Consiglio provinciale

Il consiglio provinciale è organo rappresentativo della propria comunità, di indirizzo politico – amministrativo e di controllo.

Adempie alle funzioni specificatamente affidategli dalla legge, mediante atti fondamentali di indirizzo a carattere generale e svolge le proprie attribuzioni conformandosi ai principi, modalità e procedure stabiliti nel presente statuto e nelle norme regolamentari, individuando gli obiettivi da raggiungere e le risorse da impegnare.

Definisce, adegua e verifica l’attuazione delle linee programmatiche del presidente della provincia e dei singoli assessori.

L’esercizio della potestà e delle funzioni consiliari non può essere delegato.

L’elezione, la durata in carica, la composizione e lo scioglimento del consiglio provinciale sono regolati dalla legge.

I consiglieri

I consiglieri esercitano le loro funzioni senza vincolo di mandato e rappresentano l’intero territorio provinciale. Non possono essere chiamati a rispondere in via amministrativa per le opinioni espresse e per i voti dati nell’esercizio delle loro funzioni.

I consiglieri entrano in carica all’atto della proclamazione ovvero, in caso di surrogazione, non appena adottata dal consiglio la relativa deliberazione.

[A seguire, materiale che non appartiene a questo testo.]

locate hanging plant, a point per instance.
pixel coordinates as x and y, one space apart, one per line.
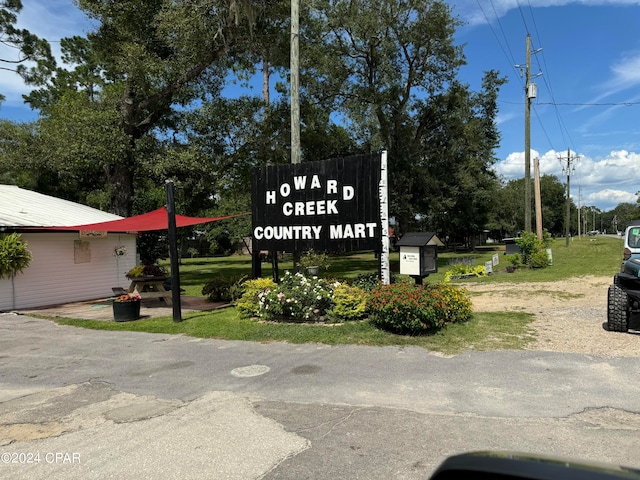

I consiglieri hanno il dovere di partecipare, salvo giustificato motivo, alle riunioni del consiglio. I consiglieri provinciali, che non intervengono per tre sessioni consecutive senza giustificato motivo, sono dichiarati decaduti con deliberazione del consiglio provinciale assunta con maggioranza qualificata dei 2/3 degli assegnati. A tale riguardo, il
presidente del consiglio provinciale, a seguito dell’avvenuto accertamento dell’assenza maturata da parte del consigliere interessato, provvede con comunicazione scritta, ai sensi dell’articolo della legge 7 agosto 1990 n. 241, a comunicargli l’avvio del procedimento amministrativo. Il consigliere ha diritto a far valere le cause giustificative delle assenze, nonché a fornire al presidente eventuali documenti probatori, entro il termine indicato nella comunicazione scritta, che comunque non può essere inferiore a giorni 20, decorrenti dalla data di ricevimento. Scaduto quest’ultimo termine, il consiglio esamina e infine delibera, tenuto adeguatamente conto delle cause giustificative presentate dal consigliere interessato.

Ogni consigliere, per poter svolgere liberamente le proprie funzioni, ha diritto di ottenere dagli uffici tutti i documenti e le informazioni, necessarie per l’esercizio del mandato, sull’attività della provincia, nonché sugli enti ed aziende cui essa partecipa o da essa controllati ed i servizi a ciò necessari. Il regolamento disciplina il diritto di
informazione e di presa visione dei provvedimenti adottati dall’ente e degli atti preparatori in essi richiamati e disciplina le sanzioni da applicare in caso di mancata risposta agli atti di sindacato ispettivo.

I consiglieri provinciali hanno diritto di presentare proposte di deliberazioni sulle materie di competenza del consiglio nonché mozioni, ordini del giorno e risoluzioni nei modi e nelle forme previste dal regolamento del consiglio provinciale.

I consiglieri provinciali esercitano l’attività di controllo politico-amministrativa secondo le modalità previste dalla legge e dal regolamento del consiglio provinciale. Il presidente o l’assessore da questi delegato, rispondono entro 30 giorni.

Per l’esercizio delle loro funzioni e la partecipazione alle commissioni, sono attribuiti ai consiglieri le indennità di presenza ed i rimborsi spese secondo quanto previsto dalle leggi vigenti, anche nella forma dell’indennità di funzione.

Entro trenta giorni dalla data di proclamazione degli eletti il presidente e i consiglieri provinciali ed i rappresentanti delle liste elettorali presentano alla segreteria generale il rendiconto delle spese sostenute per la campagna elettorale indicando anche le relative fonti di finanziamento affinché se ne possa dare adeguata pubblicità mediante affissione all’albo della provincia per la durata di trenta giorni. Successivamente i rendiconti restano depositati presso la segreteria generale per la consultazione.